Beim Kampf gegen Waldbrände fehlen nach Einschätzung des Deutschen Feuerwehrverbandes leistungsstarke und sofort einsetzbare Transporthubschrauber. "Wir haben keinen schnellen Zugriff auf Hubschrauber, die große Löschwasserbehälter transportieren können", sagte der Vizeverbandspräsident Hermann Schreck der Deutschen Presse-Agentur. Fliegende Technik sei bei der Bekämpfung großer oder schwer zugänglicher Brände sehr effektiv. "Gerade für Einsatzkräfte in munitionsbelasteten Gebieten wie in Brandenburg ist das auch sicherer."

Hubschrauber müssen laut dem Verband bei Bundespolizei und Bundeswehr angefordert werden, die Feuerwehren haben keine eigenen. Während die Bundespolizei oft helfen könne, sehe es bei der Bundeswehr schlechter aus, sagte Schreck. Deren Hubschrauber, die 5.000-Liter-Behälter zum Einsatz bringen könnten, "sind entweder nicht einsatzklar oder das Gerät ist im Ausland".

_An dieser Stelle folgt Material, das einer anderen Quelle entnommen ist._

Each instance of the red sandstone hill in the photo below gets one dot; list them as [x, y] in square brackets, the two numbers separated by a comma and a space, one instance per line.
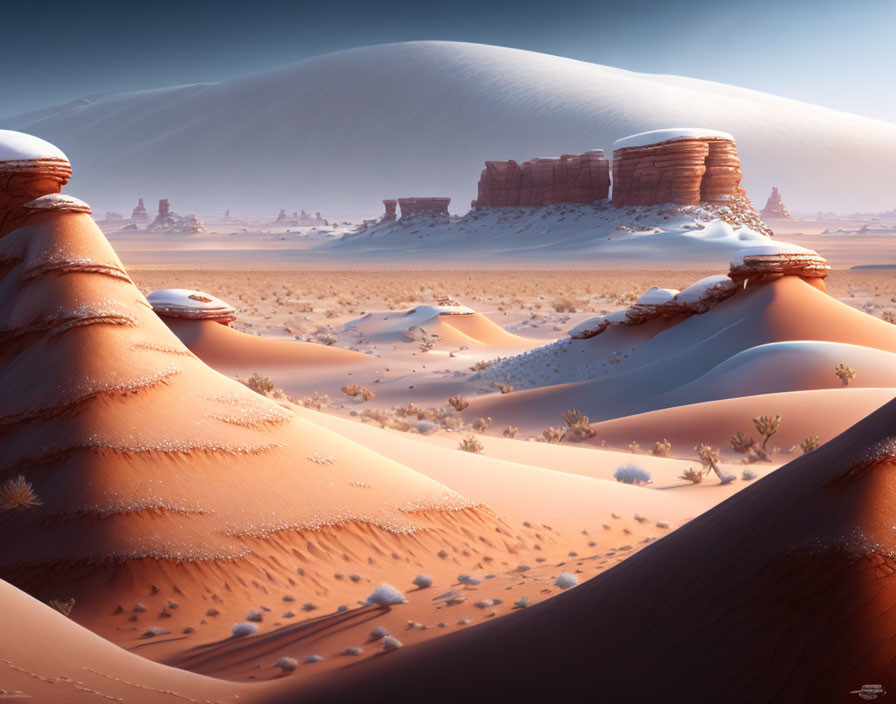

In Brandenburg funktioniere die Zusammenarbeit mit Bundeswehr und Bundespolizei gut, sagte ein Sprecher des Innenministeriums in Potsdam der Deutschen Presse-Agentur. "Wir haben sowohl bei den großen Bränden im vergangenen Jahr als auch jetzt aktuell bei Bedarf immer sehr schnell Luftunterstützung bekommen."

Bundesweit machten den Feuerwehrleuten zunehmend naturbedingte, durch den Klimawandel verstärkte Ereignisse wie Brände, heftige Gewitter oder Stürme zu schaffen, sagte Scheck. Am besten wäre demnach eine zentrale Stelle zur Anforderung von Hubschraubern. Das sei eine klassische Aufgabe, um die sich der Bund kümmern könnte. "Wir brauchen einen Partner, den wir anrufen können und wo wir sofort und gleich Hilfe beim Transport unseres Löschgeräts bekommen." Hier dürfe es zur effektiven Brandbekämpfung keinen Zeitverlust geben. Keiner der Beteiligten sei unwillig. "Aber wir brauchen Verlässlichkeit."

Brand bei Jüterbog: Noch immer 150 Feuerwehrleute im Einsatz

Bei Hitze und Trockenheit waren in den vergangenen Tagen mehrere Waldbrände in Brandenburg ausgebrochen. Bei Jüterbog südwestlich von Berlin kam es zu einem Brand auf einem ehemaligen Truppenübungsplatz. Das Feuer weitete sich auf 800 Hektar aus, der Landkreis Teltow-Fläming stufte es als Großschadenslage ein. Wie die Märkische Allgemeine Zeitung berichtete, brannten am Samstagmorgen noch immer vereinzelte Feuer. 150 Feuerwehrleute seien mit 25 Fahrzeugen im Einsatz.